In respect of the buildability of plots in non-urban areas, the minimum size remains, in principal, at 4,000 sq.m.. At the same time, a time restriction is established for the filing of applications for building permits for plots which are buildable by derogation: these may be filed until the approval of a Local or Special Urban Plan for their area or, in any event, within 2 years of the enactment of the proposed Law.
Furthermore, the Bill attempts to reform the legal framework surrounding the touristic establishments in non-urban areas. More specifically, the building coefficient of Integrated Touristic Resorts (Syntheta Touristika Katalymata) is raised from 0.15 to 0.2, the concept of Small-Scale Mixed Tourist Resorts, which in reality constitute Integrated Touristic Resorts on smaller plots, is established, and the criteria for the construction and upgrade of touristic resorts are specified, whose fulfillment is a prerequisite for the endowment of said resorts with more favorable building terms.
Despite the undeniably positive governmental intent of modernizing the legislative framework of construction in non-urban areas and the fact that Chapter C of the Bill entails some particularly innovative provisions, it cannot be overlooked that the proposed provisions create considerable ambiguities and overlaps. To be more specific, given the absence of a regulation regarding the provisions repealed and the mention that the Presidential Decrees of 06.10.1978 and 24.05.1985 are still applicable to the extent that they do not run counter to the provisions of the Bill, the process of deriving the right solution for each case is rendered immensely challenging for the interpreter.
Unfortunately, the aforementioned equivocal issues are not clarified by the Explanatory Report of the Bill, as this appears to have been incorporated in the Regulatory Impact Analysis and is extremely frugal.

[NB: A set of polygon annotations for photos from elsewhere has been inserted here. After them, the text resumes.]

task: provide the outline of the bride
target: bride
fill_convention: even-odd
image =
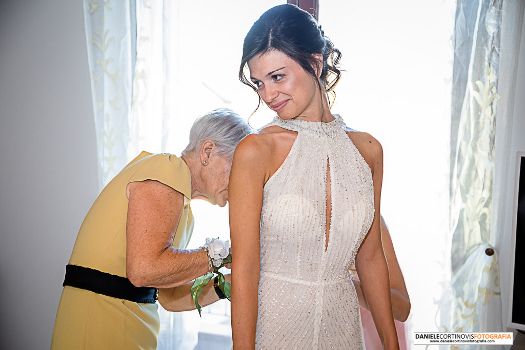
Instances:
[[[236,350],[364,348],[354,263],[383,346],[399,348],[381,245],[382,149],[330,111],[340,58],[292,5],[265,12],[245,39],[239,78],[277,115],[234,156]]]

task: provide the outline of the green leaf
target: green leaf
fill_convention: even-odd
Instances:
[[[228,298],[228,300],[232,301],[232,285],[226,282],[226,279],[224,278],[224,275],[220,272],[218,272],[218,274],[217,280],[219,282],[219,288],[220,288],[220,290],[223,291],[223,293]]]
[[[201,293],[202,293],[204,286],[208,284],[208,282],[213,278],[213,276],[214,274],[212,273],[208,272],[204,276],[196,278],[195,282],[193,282],[193,285],[192,286],[192,299],[195,302],[195,306],[198,311],[199,316],[201,316],[201,317],[202,317],[201,315],[201,310],[202,309],[202,307],[198,304],[198,298],[201,296]]]

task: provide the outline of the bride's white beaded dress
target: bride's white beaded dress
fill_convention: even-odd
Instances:
[[[364,348],[349,270],[373,220],[373,183],[335,116],[323,123],[276,116],[264,126],[297,136],[263,190],[257,349]]]

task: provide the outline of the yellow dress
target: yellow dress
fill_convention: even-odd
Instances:
[[[184,195],[172,246],[185,248],[193,229],[190,169],[172,154],[143,152],[104,188],[88,213],[69,264],[126,277],[128,183],[156,180]],[[58,304],[51,349],[154,349],[156,304],[142,304],[66,286]]]

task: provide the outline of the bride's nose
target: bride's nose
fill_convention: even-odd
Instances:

Finally, the following issue should be addressed: the Bill does not tackle the chronic ills of the construction system in non-urban areas, the clearest example of this deficiency being the effacement from the Bill, as submitted for public consultation in August, of the regulations relating to the characterization of roads throughout the country with a Presidential Decree. This is a problem created by the settled, now, jurisprudence of the Council of State, according to which the plots in non-urban areas are only buildable if they have a frontage on a road, which has been characterized as public with an act of the state and more specifically, a Presidential Decree, and which is not resolved in the Bill. As a result, even after the enactment of the proposed Law, insecurity around the legality of building permits for plots situated in non-urban areas will persist, as for the vast majority of non-urban areas no Presidential Decrees characterizing the road network as public have been issued.